O livro de Itamar Viera Junior conta a história de duas irmãs nascidas e criadas numa fazenda na Chapada Diamantina, na Bahia. Belonísia e Bibiana tem uma ligação profunda com a terra do lugar onde vivem, mais do que pesada, uma ligação mágica. A história entrelaça o cotidiano das duas mulheres com a do povo da fazenda onde moravam e dos seres encantados da mata. Escrita por um nordestino, o livro conta a história da luta pelo direito sobre terra dos povos de quilombos, ou seja, daquelas pessoas que, abolida a escravidão, ainda viviam nas terras das fazendas onde trabalhavam. O romance de estreia do autor é uma aula de literatura, história social da cultura no pós abolição e de antropologia. Itamar ganhou o prêmio Leya de literatura portuguesa em 2018 com a obra, que está publicada no Brasil e em Portugal.

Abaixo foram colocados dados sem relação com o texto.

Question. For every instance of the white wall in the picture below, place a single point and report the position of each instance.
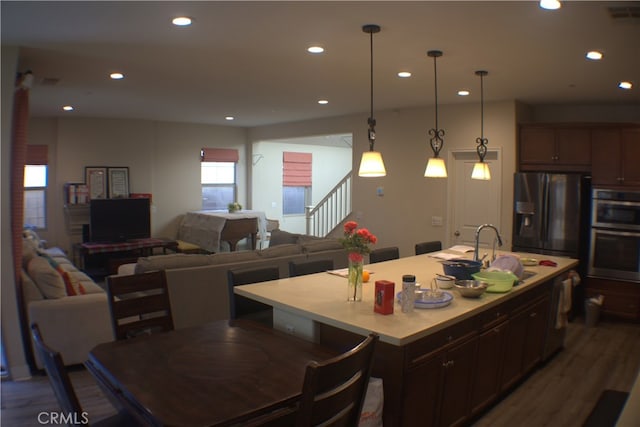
(329, 166)
(399, 218)
(163, 159)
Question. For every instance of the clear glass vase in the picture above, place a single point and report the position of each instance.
(354, 288)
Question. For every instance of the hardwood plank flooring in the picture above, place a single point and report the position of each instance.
(561, 393)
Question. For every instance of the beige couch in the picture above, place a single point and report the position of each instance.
(71, 310)
(198, 283)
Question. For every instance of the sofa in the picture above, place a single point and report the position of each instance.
(71, 310)
(196, 281)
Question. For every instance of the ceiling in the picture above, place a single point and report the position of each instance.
(249, 60)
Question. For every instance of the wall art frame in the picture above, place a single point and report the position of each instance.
(96, 179)
(118, 182)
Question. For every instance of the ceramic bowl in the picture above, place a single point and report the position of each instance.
(470, 288)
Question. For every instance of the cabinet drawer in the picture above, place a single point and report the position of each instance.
(419, 351)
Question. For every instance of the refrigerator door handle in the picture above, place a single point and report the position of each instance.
(544, 229)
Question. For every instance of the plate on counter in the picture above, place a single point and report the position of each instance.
(422, 301)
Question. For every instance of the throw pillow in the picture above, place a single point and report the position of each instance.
(46, 278)
(279, 237)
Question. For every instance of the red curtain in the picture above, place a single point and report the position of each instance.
(296, 169)
(18, 159)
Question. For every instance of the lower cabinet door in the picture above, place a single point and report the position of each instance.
(422, 393)
(488, 364)
(458, 373)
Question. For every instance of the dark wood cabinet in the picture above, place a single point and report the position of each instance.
(621, 299)
(486, 378)
(437, 390)
(616, 150)
(525, 335)
(554, 148)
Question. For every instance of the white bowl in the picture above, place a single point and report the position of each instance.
(445, 282)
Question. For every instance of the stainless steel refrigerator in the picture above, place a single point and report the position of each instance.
(551, 214)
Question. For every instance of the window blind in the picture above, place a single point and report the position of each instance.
(37, 155)
(219, 155)
(296, 169)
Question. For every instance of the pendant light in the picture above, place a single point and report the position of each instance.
(435, 166)
(371, 164)
(481, 169)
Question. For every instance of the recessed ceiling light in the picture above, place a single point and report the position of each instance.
(550, 4)
(315, 49)
(181, 21)
(594, 55)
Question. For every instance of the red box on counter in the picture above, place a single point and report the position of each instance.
(384, 297)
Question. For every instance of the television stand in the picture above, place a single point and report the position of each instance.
(100, 254)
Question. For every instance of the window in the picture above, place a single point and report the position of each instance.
(35, 196)
(35, 187)
(296, 182)
(218, 177)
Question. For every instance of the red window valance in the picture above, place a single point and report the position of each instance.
(296, 169)
(37, 155)
(219, 155)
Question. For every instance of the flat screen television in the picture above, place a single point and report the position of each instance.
(119, 220)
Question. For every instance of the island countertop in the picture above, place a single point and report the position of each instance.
(322, 297)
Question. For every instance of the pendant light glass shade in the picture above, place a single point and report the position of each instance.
(371, 164)
(435, 166)
(481, 168)
(481, 171)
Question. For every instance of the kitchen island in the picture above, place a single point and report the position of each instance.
(439, 366)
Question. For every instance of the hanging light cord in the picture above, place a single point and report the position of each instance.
(371, 121)
(482, 141)
(437, 135)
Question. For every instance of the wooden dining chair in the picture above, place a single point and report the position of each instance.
(426, 247)
(299, 268)
(384, 254)
(139, 304)
(246, 308)
(63, 388)
(333, 391)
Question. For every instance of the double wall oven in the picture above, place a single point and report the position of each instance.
(615, 235)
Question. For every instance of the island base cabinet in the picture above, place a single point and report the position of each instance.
(486, 378)
(437, 391)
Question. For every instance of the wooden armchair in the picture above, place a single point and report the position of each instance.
(139, 303)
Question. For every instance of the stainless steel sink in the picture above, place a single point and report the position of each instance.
(527, 274)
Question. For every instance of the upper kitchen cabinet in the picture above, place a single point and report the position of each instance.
(555, 148)
(616, 151)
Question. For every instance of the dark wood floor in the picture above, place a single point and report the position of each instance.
(562, 393)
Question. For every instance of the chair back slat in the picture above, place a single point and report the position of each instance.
(58, 376)
(384, 254)
(427, 247)
(139, 303)
(300, 268)
(334, 390)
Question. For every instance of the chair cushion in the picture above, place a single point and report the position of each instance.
(46, 278)
(279, 237)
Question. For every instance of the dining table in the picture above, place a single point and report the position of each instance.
(217, 374)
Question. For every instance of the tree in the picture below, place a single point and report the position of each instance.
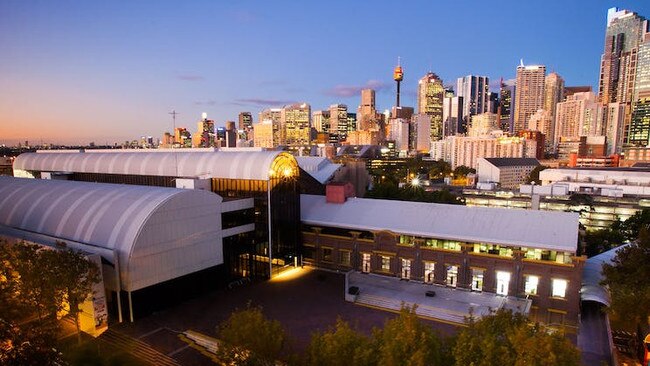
(506, 338)
(405, 340)
(533, 176)
(440, 169)
(631, 228)
(462, 171)
(251, 338)
(627, 279)
(340, 346)
(75, 282)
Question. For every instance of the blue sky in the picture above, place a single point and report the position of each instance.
(107, 71)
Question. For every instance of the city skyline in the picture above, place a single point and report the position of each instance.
(111, 72)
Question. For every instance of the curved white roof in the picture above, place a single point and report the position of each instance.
(519, 228)
(592, 274)
(213, 164)
(144, 225)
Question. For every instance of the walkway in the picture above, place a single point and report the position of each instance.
(449, 305)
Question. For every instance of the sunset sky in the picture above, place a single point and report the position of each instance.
(108, 71)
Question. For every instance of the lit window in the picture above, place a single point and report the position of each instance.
(477, 279)
(530, 286)
(327, 254)
(452, 275)
(345, 258)
(385, 263)
(429, 272)
(559, 288)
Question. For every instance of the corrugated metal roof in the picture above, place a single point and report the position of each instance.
(142, 224)
(592, 275)
(322, 169)
(499, 162)
(519, 228)
(214, 164)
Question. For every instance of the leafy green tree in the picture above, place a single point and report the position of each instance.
(251, 338)
(627, 279)
(75, 282)
(405, 340)
(28, 345)
(439, 169)
(341, 345)
(507, 338)
(599, 241)
(631, 228)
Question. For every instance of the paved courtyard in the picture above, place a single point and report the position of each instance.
(448, 304)
(303, 300)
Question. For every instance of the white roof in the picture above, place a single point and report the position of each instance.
(592, 274)
(519, 228)
(214, 164)
(150, 228)
(322, 169)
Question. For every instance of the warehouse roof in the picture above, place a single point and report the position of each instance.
(150, 228)
(519, 228)
(230, 164)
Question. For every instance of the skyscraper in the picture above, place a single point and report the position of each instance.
(367, 113)
(338, 126)
(625, 31)
(529, 94)
(618, 66)
(398, 76)
(204, 136)
(579, 115)
(475, 91)
(296, 124)
(273, 115)
(245, 121)
(639, 134)
(431, 94)
(452, 116)
(320, 120)
(506, 106)
(553, 94)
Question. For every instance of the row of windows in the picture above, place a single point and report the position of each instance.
(454, 245)
(503, 278)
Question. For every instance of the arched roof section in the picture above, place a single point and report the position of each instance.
(142, 224)
(256, 165)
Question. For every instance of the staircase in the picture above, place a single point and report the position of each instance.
(137, 348)
(424, 311)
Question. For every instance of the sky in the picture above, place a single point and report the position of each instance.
(73, 72)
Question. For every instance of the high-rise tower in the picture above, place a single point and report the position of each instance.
(398, 76)
(529, 94)
(618, 67)
(431, 94)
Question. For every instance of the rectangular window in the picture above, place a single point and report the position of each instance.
(530, 285)
(385, 263)
(477, 279)
(558, 288)
(452, 276)
(327, 254)
(365, 262)
(346, 256)
(406, 269)
(503, 283)
(429, 274)
(308, 252)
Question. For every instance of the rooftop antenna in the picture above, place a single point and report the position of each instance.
(174, 113)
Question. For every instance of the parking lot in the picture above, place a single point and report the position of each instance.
(304, 301)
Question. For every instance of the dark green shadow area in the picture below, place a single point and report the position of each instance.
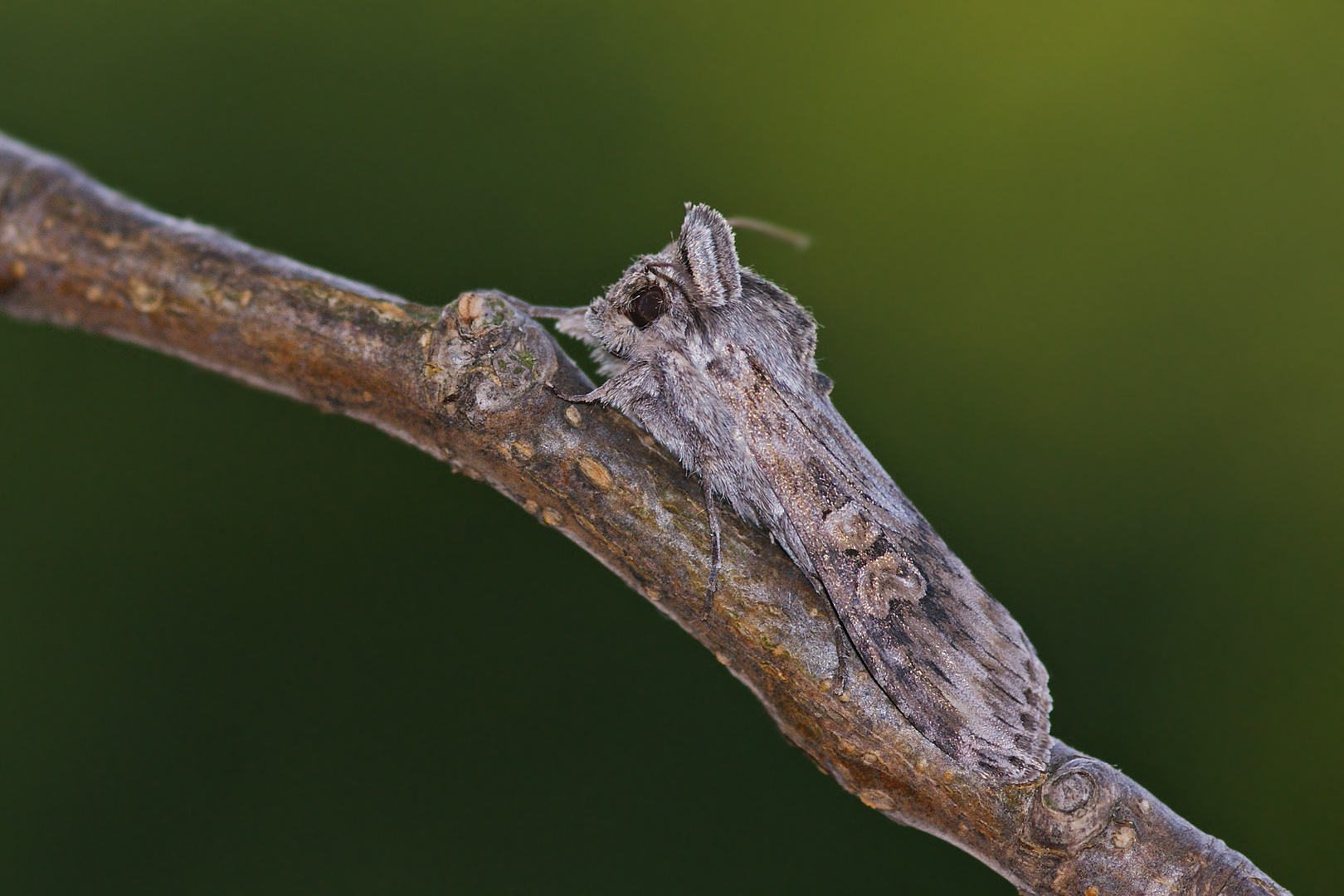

3. Quarto de despejo — Diário de uma favelada

Escrito por Carolina Maria de Jesus e publicado em 1960, o livro narra experiências - é mesmo num formato de diário - dessa autora que foi a primeira mulher negra e favelada a publicar um livro no Brasil do século XX. Ela conta como era a vida nas comunidades de SP, em uma linguagem super acessível e que tem muitos traços de oralidade. Carolina escrevia como falava e contava a história do dia a dia dela, da filha, da vida na comunidade. O livro já foi traduzido para mais de 13 línguas e é uma obra rara da literatura brasileira.

4. Pai contra mãe

Esse conto de Machado de Assis é lido por todes estudantes de História na graduação. Foi onde eu o conheci. Escrito em 1906 por Machado de Assis, o pequeno conto descreve a história de um caçador de pessoas escravizadas fugidas. Cândido Mendes, o caçador, apanha uma escravizada fugida que estava grávida e a entrega ao senhor dela. O texto faz uma descrição dos aparelhos usados para se torturar os/as escravizados/as na época da escravidão. A descrição é tão detalhada e objetiva que dói, dói muito de ler. Machado vai fundo na normalidade como a escravidão era vista na época. É um texto curtinho que tu podes encontrar aqui.

5. A Escrava

Se tu nunca ouviu falar de Maria Firmina dos Reis, te indico começar a lê-la por este conto. No texto, publicado na Revista Maranhense em 1887 (1 ano antes da abolição), a autora conta a história da morte de uma escravizada fugida que teve os dois filhos vendidos ainda crianças para o sul. Maria narra, então, a fuga de Joana e o encontro dela com uma senhora branca abolicionista, quando já estava a beira da morte. É um conto abolicionista que humaniza as dores da experiência do cativeiro e mostra como estava sendo percebida a escravidão às vésperas da abolição. O pequeno texto é muito bom para ilustrar o que chamamos de tráfico interprovincial de escravos, quando a entrada de africanes escravizades foi proibida no Brasil e as/os escravizadas/os do nordeste foram vendidas para trabalhar, principalmente, nas fazendas de café do sudeste. Nordestina, Maria foi a primeira mulher a publicar um romance no Brasil, em 1859. A linguagem é um pouco rebuscada, com palavras que saíram da nossa oralidade desde o século XIX, mas é fácil de entender. Tu podes encontrá-lo aqui.